2003年5月11日(日)「しんぶん赤旗」
【ワシントン支局10日】米上院軍事委員会は九日、一九九三年以来の小型核兵器開発禁止の解除を含む二〇〇四年会計年度(〇三年十月−〇四年九月)国防総省予算案を可決したと発表しました。核開発禁止解除は、ブッシュ政権の核攻撃を含む先制攻撃戦略の具体化を図る重大な決定です。
米国で開発・研究が禁じられてきたのは、広島型原爆の三分の一以下の爆発力五キロトン以下の小型核兵器です。しかし、爆発力が相対的に小さく周辺への人的被害を拡大せずに地中に貫通して地下施設を破壊できる同兵器の開発再開を目指す圧力が、国防総省や核研究開発機関を中心に強まっていました。

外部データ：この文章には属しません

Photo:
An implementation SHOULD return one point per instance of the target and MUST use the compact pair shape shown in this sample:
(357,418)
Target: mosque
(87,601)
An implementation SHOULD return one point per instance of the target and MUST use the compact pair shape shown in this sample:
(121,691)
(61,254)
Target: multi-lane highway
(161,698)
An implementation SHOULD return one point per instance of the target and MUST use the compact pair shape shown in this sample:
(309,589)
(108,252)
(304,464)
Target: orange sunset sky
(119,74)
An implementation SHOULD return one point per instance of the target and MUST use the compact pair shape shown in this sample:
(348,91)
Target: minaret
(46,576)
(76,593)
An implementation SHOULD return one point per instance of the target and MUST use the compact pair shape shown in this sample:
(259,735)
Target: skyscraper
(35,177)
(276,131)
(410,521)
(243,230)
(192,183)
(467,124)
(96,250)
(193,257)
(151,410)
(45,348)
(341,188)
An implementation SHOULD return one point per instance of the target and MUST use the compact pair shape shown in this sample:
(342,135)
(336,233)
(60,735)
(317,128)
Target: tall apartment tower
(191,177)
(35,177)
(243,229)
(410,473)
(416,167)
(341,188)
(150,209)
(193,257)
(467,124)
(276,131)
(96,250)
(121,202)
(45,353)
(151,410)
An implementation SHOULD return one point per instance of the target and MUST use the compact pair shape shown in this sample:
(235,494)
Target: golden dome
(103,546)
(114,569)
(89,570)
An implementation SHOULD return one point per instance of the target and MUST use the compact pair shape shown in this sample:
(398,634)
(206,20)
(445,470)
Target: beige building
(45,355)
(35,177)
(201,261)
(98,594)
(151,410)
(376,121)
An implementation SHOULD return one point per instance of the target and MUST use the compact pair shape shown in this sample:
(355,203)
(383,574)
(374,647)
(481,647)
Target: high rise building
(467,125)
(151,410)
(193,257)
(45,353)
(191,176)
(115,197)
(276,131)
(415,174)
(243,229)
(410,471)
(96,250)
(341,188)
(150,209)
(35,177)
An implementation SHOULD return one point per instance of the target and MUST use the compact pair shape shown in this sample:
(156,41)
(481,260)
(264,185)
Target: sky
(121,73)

上院委の決定は、これに呼応したもの。地下貫通型核兵器の研究開発費として千五百万ドル(約十八億円)の計上を認めています。野党・民主党からは核不拡散に反するとして反対の声が出ています。
可決された軍事予算案の総額は、ブッシュ大統領の要求額を十三億ドルも上回る四千五億ドル(約四十七兆円)。昨年の支出権限額の4・7%増となります。下院軍事委で同様の予算案が採択された後に上下両院本会議で採択されれば、大統領が承認する手順です。